When Jonah Adelsberg completed the last of his 10 half-marathons in Miami, he considered his future running options. “I was thinking ‘that’s it,’ then realized I had more gas in the tank,” the 28-year-old Long Island native reports. He decided that he would apply to run in the 2020 TCS New York City Marathon. He was accepted, but the race was postponed due to the coronavirus pandemic.

This Sunday, Nov. 7, Adelsberg, along with an estimated 33,000 runners, will finally have his chance to run 26.2 miles through all five boroughs—from Staten Island to Central Park as the race itself celebrates 50 years in the making.

Adelsberg’s journey to this year’s marathon started nearly 20 years ago to the day when, at 8 years old, he was diagnosed with non-Hodgins lymphoma. He recalls, “My battle came with lots of physical and emotional trauma, and my childhood was defined by constant therapies and checkups.”

He also notes the toll his illness took on his sister and feels that having “a real support system for me and for my family really helped get us through it.” He attributes much of this care to Chai Lifeline, which “supported me and my family in every way possible.”

He says that at that time, pediatric cancer wasn’t something really talked about publicly.

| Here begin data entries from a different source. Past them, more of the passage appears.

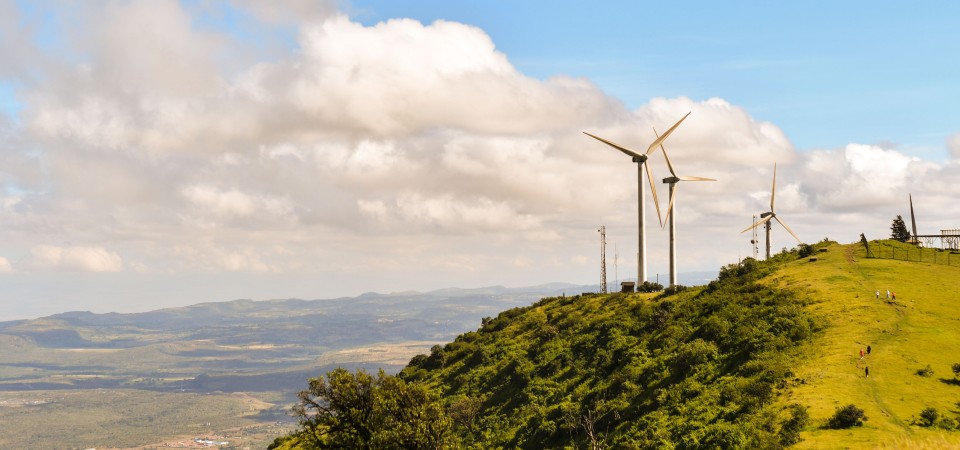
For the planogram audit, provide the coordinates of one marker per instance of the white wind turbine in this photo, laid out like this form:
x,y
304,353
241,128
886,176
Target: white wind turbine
x,y
641,160
765,217
672,181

Chai Lifeline helped his parents find the best doctors and helped rally the community around his family.

Adelsberg, currently in charge of Strategic Partnerships and Marketing at Safe and Sound Studios in Brooklyn, N.Y., has dedicated his marathon run to raise funds for Chai Lifeline, the international health network that provides a network of support services for children and families facing serious illness and other challenges. “You hear stories these days that funds are spread really thin because of COVID-19. There is a real need to help children and family members now,” reports Adelsberg, who is sensitive to the financial burden that having a serious or life-threatening disease can have on a family.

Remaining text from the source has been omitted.